棲み処となっている洞窟の前には見張りの山鬼戦士が二匹おり、村から奪った食料を頬張り暢気に酒を飲んでいる。
「‥‥他の山鬼戦士は洞窟の中にいるようだね。全部で4〜5匹くらいだね」
ブレスセンサーを使って山鬼戦士の数をある程度特定し、アークが明かりのない暗闇の中で仲間達に結果を報告した。
「見張りの二匹は、すっかりほろ酔い加減だな。あの様子ならあたしらでも、簡単に倒せるかも‥‥」
足音を立てないようにして山鬼戦士の傍に近づき、馬籠瑰琿(ea4352)が鬼神ノ小柄を一気に振り上げ力任せに振り下ろす。

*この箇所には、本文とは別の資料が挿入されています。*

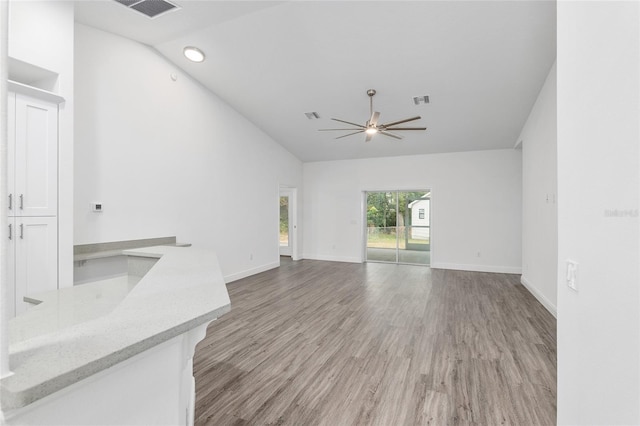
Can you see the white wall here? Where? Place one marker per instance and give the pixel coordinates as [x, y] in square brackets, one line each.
[599, 173]
[41, 34]
[170, 158]
[476, 206]
[539, 197]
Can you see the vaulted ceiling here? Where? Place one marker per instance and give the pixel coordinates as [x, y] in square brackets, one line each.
[482, 64]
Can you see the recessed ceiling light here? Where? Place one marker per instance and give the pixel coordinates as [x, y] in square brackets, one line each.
[193, 54]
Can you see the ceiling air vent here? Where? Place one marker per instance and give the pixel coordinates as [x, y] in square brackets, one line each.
[150, 8]
[424, 99]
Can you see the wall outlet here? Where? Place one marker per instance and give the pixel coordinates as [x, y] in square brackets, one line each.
[572, 275]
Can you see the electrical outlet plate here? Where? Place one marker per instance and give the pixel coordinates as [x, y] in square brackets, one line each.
[572, 275]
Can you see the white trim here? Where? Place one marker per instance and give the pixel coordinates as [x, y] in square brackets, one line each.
[478, 268]
[34, 92]
[541, 298]
[247, 273]
[332, 258]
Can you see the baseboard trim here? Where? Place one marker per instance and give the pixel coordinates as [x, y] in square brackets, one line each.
[247, 273]
[478, 268]
[330, 258]
[541, 298]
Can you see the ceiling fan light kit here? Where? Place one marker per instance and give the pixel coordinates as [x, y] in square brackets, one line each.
[372, 127]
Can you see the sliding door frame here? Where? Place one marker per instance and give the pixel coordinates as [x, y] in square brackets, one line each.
[364, 227]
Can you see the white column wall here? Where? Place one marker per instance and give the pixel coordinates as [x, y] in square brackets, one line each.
[539, 197]
[598, 202]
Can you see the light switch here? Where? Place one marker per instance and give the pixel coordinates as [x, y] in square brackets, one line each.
[572, 275]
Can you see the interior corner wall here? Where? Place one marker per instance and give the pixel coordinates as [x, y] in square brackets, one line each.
[169, 157]
[476, 206]
[41, 34]
[539, 197]
[598, 219]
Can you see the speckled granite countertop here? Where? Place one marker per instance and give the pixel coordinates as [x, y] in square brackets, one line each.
[80, 331]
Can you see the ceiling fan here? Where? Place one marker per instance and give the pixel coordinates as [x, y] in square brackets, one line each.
[372, 127]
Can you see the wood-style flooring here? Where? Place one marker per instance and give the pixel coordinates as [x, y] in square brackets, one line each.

それと同時に玲が小柄を構えてもう一匹の山鬼戦士の首を斬り、全身に返り血を浴びながら小柄についた血を払う。
「チィッ‥‥、騒ぎを聞きつけて鬼が現れたか」
見張りの山鬼戦士が搾り出すようにして悲鳴をあげたため、我斬がチィッと舌打ちすると洞窟の中から現れた山鬼戦士を迎え撃つ。
「これでも喰らえ!」
山鬼戦士の顔面めがけて追儺豆をブチ当て、瑰琿が鬼神ノ小柄を使って斬りつける。
「なるべく討ち漏らすなよっ!」
後方から仲間達を援護しながら、桜華が山鬼戦士の首を跳ね落とす。
山鬼戦士の首は空中で孤を描き、二、三度跳ねて転がった。
「‥‥逃げるなよ。この鬼神はお前らを消去する為のモノだ‥‥」
棍棒の一撃を喰らって表情を強張らせ、瑰琿が鬼神ノ小柄を振り下ろし山鬼戦士の頭を割る。

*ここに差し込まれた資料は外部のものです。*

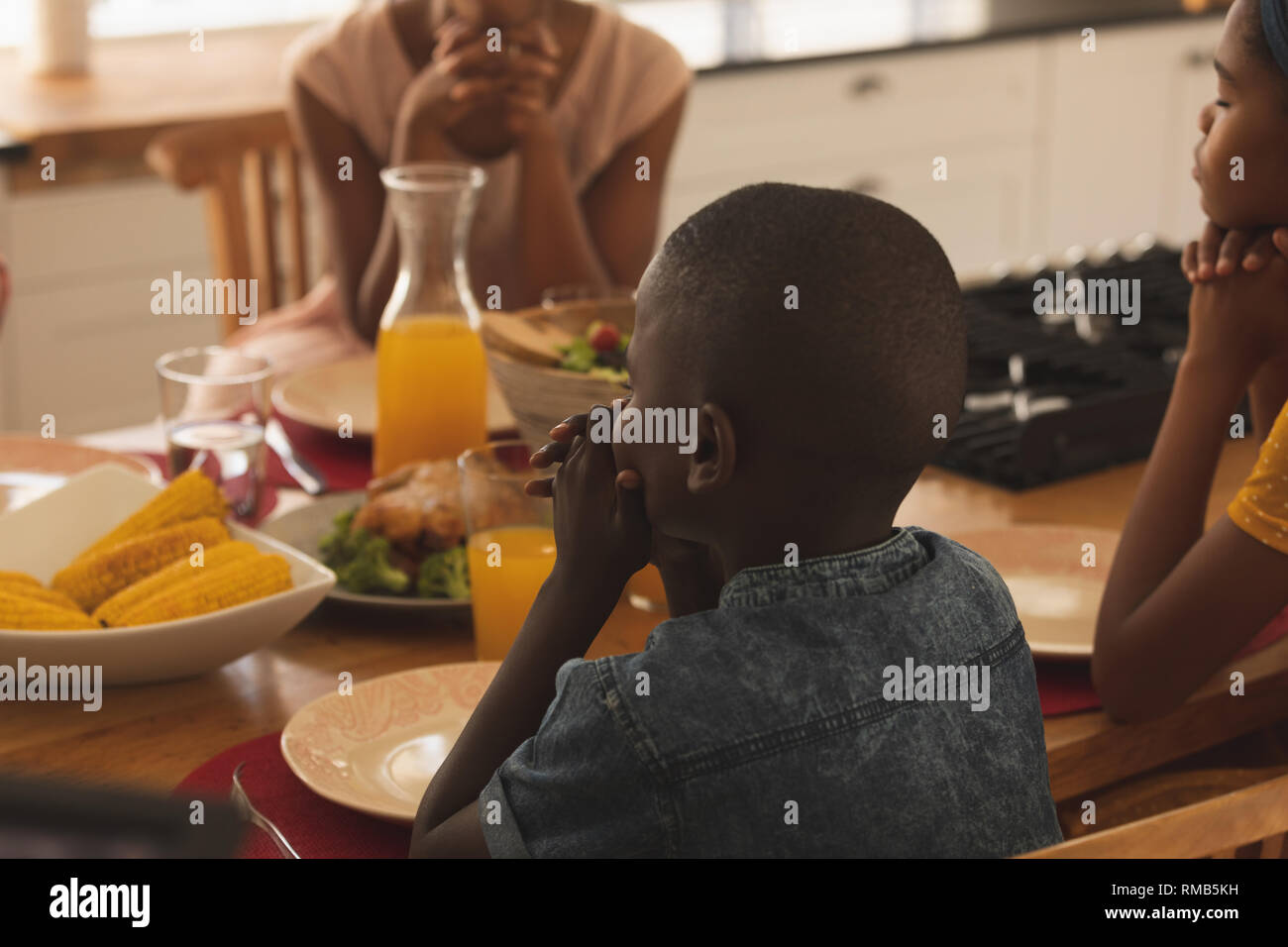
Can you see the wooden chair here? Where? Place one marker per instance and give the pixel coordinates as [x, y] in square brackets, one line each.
[236, 162]
[1254, 817]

「なるべく外まで引きつけるんだ。‥‥洞窟の中じゃ戦いにくい」
頭からダラダラと血を流し、我斬が後ろに下がって血を拭う。
洞窟の中では山鬼戦士の方が戦いなれているため、出来るだけ外まで引きつけて戦った方が有利なようだ。
「相手もなかなかやるからな。‥‥了解だ」
山鬼戦士の放った強烈な一撃を小柄で受け止め、玲が痺れる手を払い気まずい様子で後ろに下がる。
「‥‥この夜に、散れ」
ダブルアタック&スマッシュで速攻を掛け、桜華が山鬼戦士に必殺の一撃を放つ。
山鬼戦士は血反吐を吐いて膝をつき、恨めしそうな表情を浮かべて桜華を睨む。
「うわっ‥‥と。俺の巫女装束を汚しやがったな。この野郎っ!」
ナックル装備の徒手空拳で山鬼戦士の顔面をぶん殴り、渓が不機嫌そうな表情を浮かべて溜息をつく。
「悪いけど、生かしておくつもりはないから」
棍棒を投げ捨て逃げようとしていた山鬼戦士の背後に立ち、アークが素早く詠唱を終えライトニングサンダーボルトでトドメをさす。
「‥‥終わったな。意外と強敵だった‥‥」
返り血で深紅に染まった身体を見つめ、我斬が疲れた様子で刀をしまう。
戦闘の途中で何度も攻撃を喰らったため、身体のあちこちがズキズキと痛む。
「那須の大妖魔・九尾玉藻に比べりゃ、屁でもねェぜ!!」
そして渓は何処か寂しげな表情を浮かべて唇を噛み締める。
一度、失った命は戻らない。
しかし、戦わねば浮かばれない魂もある。
例えそれがどんなに空しい事であろうとも‥‥。